At points the ways through the earthen corridors were claustrophobic. The walls threatened to crumble and collapse upon the Reapers at any moment. Unexpected turns. Dead ends. Things chirped in the networks of roots that hung from the clay walls like the unwashed hair of hags. The team had chosen this path through the rough to avoid the heaviest enemy activity further north. Perhaps that had been a mistake.
Blacwin made a low hiss and held up his hand to gesture that a threat was nearby. Movement ahead, he signaled, and to the side.

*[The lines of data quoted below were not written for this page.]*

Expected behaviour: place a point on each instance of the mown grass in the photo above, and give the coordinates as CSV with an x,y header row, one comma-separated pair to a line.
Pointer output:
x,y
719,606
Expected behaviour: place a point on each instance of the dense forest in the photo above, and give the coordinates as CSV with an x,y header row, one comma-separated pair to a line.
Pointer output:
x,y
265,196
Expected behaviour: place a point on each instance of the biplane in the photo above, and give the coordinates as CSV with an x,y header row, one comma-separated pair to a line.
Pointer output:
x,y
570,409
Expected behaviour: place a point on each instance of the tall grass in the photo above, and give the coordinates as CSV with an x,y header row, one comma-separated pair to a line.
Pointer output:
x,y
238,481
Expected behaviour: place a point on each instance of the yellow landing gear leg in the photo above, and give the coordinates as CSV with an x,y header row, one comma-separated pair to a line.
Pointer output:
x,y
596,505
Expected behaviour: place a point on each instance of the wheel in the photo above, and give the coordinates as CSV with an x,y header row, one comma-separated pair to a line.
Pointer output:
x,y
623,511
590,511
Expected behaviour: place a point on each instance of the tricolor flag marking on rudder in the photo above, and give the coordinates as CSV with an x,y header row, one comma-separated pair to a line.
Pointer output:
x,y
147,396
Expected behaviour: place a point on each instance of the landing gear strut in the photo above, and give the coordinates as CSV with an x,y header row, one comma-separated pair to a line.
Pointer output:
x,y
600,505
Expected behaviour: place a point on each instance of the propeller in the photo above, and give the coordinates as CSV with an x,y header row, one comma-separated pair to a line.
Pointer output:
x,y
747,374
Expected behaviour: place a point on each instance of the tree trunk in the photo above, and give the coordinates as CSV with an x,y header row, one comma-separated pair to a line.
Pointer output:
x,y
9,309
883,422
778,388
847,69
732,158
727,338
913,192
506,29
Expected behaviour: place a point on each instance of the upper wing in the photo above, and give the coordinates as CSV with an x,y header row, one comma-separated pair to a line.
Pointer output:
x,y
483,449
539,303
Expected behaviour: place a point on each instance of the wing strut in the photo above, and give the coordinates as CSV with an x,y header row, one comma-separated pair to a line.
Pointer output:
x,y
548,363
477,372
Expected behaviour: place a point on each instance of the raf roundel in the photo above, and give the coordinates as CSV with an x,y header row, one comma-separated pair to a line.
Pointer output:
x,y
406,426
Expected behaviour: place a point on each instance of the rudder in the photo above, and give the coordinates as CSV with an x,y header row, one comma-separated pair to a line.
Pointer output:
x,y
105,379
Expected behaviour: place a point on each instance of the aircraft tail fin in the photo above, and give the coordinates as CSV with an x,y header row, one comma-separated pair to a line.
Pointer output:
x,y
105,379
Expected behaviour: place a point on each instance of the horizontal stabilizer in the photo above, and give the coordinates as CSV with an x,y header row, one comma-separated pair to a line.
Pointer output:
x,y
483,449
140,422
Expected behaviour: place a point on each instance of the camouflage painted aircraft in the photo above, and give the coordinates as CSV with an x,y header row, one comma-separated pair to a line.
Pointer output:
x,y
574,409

The scout listened more intently in the silence. Held up the symbol to indicate that there were multiple threats around them. At all sides.
Nail heard a low menacing snarl and instantly knew the sound. "Wolf wights," he quietly said. "They're stalking us." Thirteen drew out his riflebow and the other men followed suit. The blackmetal arms sprang outward and locked themselves in place with sure snaps.
The stillness was murdered by snarls and fangs. The savage hybrids leapt upon the soldiers in a furious onslaught. They had the teeth and faces and fur of canines but were hunched like apes and walked as readily on two feet as on four. The half-beasts likely waited for lost and parched animals to wander into these rambling fissures in search of mudwater to sip. Far easier prey than Reapers. The soldiers emptied their bows into the animal-men. Yet more came. So compelled by hunger to flaunt their own lives. The taste of flesh was worth risking their own.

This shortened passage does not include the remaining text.